Yes, this is something people using LLMs for coding probably pick up on the first day. They're not "learning" as humans do obviously. Instead, the process is that you figure out what was missing from the first message you sent where they got something wrong, change it, and then restart from beginning. The "learning" is you keeping track of what you need to include in the context, how that process exactly works, is up to you. For some it's very automatic, and you don't add/remove things yourself, for others is keeping a text file around they copy-paste into a chat UI.
This is what people mean when they say "you can kind of do "learning" (not literally) for LLMs"
While I hate anthropomorphizing agents, there is an important practical difference between a human with no memory, and an agent with no memory but the ability to ingest hundreds of pages of documentation nearly instantly.

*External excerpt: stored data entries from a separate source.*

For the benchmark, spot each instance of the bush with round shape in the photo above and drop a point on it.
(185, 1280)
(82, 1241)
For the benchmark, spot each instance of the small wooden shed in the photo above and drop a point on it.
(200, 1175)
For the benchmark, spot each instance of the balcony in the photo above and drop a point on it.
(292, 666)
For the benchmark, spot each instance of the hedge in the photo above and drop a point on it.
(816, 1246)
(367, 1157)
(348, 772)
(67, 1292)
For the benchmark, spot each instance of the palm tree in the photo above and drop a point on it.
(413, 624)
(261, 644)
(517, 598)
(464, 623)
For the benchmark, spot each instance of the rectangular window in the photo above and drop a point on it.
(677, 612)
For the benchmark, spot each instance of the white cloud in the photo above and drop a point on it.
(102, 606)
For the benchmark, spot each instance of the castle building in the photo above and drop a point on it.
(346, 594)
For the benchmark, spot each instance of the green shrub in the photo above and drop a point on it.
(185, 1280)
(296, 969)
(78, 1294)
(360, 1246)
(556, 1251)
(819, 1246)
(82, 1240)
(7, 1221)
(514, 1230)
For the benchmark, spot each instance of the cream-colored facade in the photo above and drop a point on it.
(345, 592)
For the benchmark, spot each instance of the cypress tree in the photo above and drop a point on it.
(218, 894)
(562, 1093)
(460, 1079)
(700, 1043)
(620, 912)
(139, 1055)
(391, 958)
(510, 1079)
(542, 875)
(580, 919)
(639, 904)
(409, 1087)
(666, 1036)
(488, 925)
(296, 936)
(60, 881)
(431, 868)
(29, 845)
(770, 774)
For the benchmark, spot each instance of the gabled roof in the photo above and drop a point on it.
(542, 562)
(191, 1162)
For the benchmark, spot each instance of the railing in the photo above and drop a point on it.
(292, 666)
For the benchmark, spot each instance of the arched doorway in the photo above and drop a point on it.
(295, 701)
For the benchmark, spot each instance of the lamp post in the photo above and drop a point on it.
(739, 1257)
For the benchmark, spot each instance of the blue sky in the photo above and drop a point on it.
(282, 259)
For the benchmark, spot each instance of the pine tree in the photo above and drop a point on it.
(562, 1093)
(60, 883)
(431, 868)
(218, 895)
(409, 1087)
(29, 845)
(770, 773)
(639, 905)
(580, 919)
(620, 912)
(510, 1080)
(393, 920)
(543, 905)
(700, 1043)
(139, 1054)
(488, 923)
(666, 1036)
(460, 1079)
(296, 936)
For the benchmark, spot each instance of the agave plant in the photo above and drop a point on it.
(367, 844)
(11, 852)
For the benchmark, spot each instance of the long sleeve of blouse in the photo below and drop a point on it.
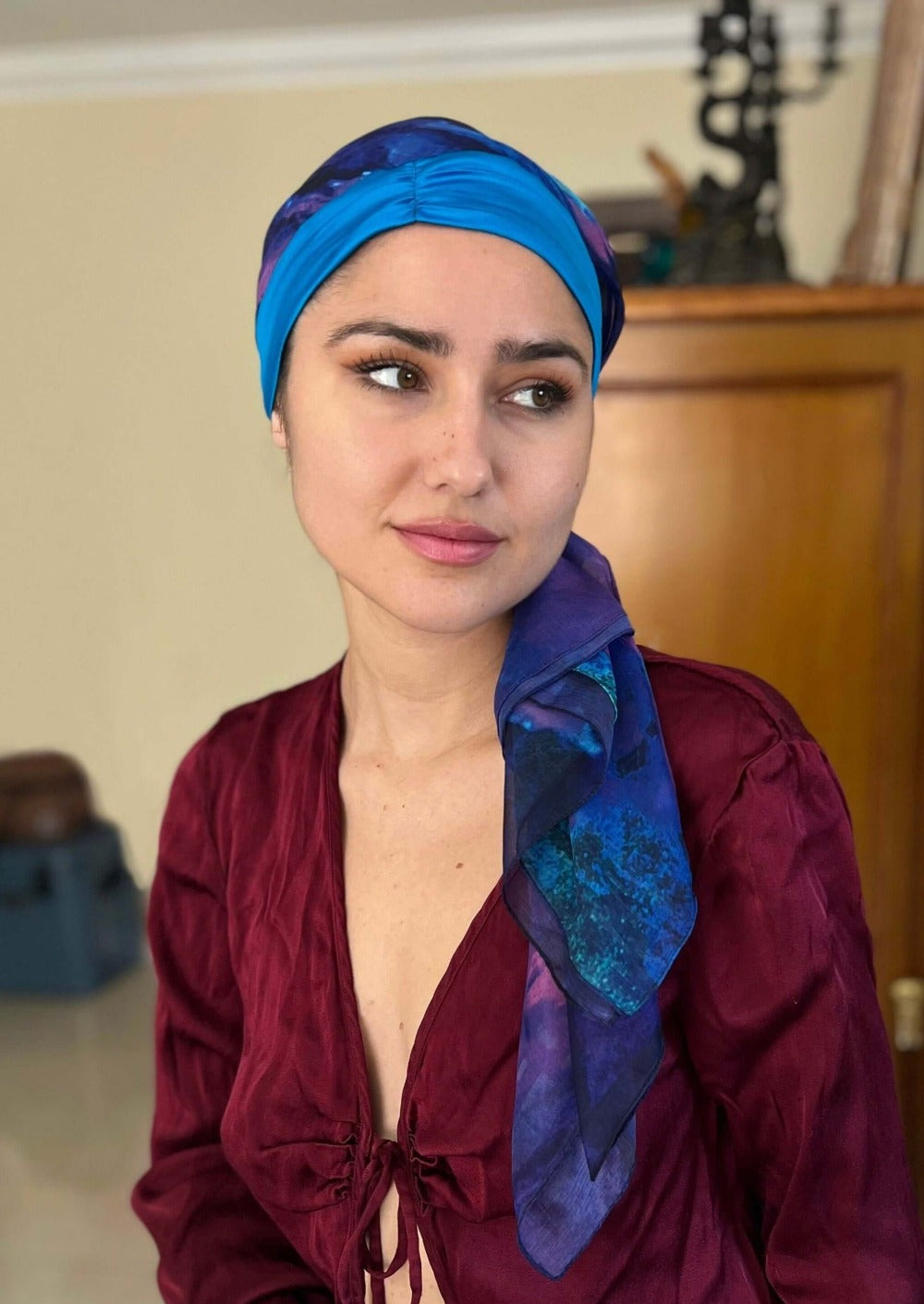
(784, 1033)
(216, 1244)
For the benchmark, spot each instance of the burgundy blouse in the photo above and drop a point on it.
(769, 1148)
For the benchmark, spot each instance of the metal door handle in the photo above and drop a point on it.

The outcome is definitely not the same, and you need to remind them all the time. Even if you feed the context automatically they will happily "forget" it from time to time. And you need to update that automated context again, and again, and again, as the project evolves
I believe LLMs ultimately cannot learn new ideas from their input in the same way as they can learn it from their training data, as the input data doesn't affect the weights of the neural network layers.
For example, let's say LLMs did not have examples of chess gameplay examples in their training data. Would one be able to have an LLM play chess by listing the rules and examples in the context? Perhaps, to some extent, but I believe it would be much worse than if it was part of the training (which of course isn't great either).
That sounds a lot like '50 First Dates' but for programming.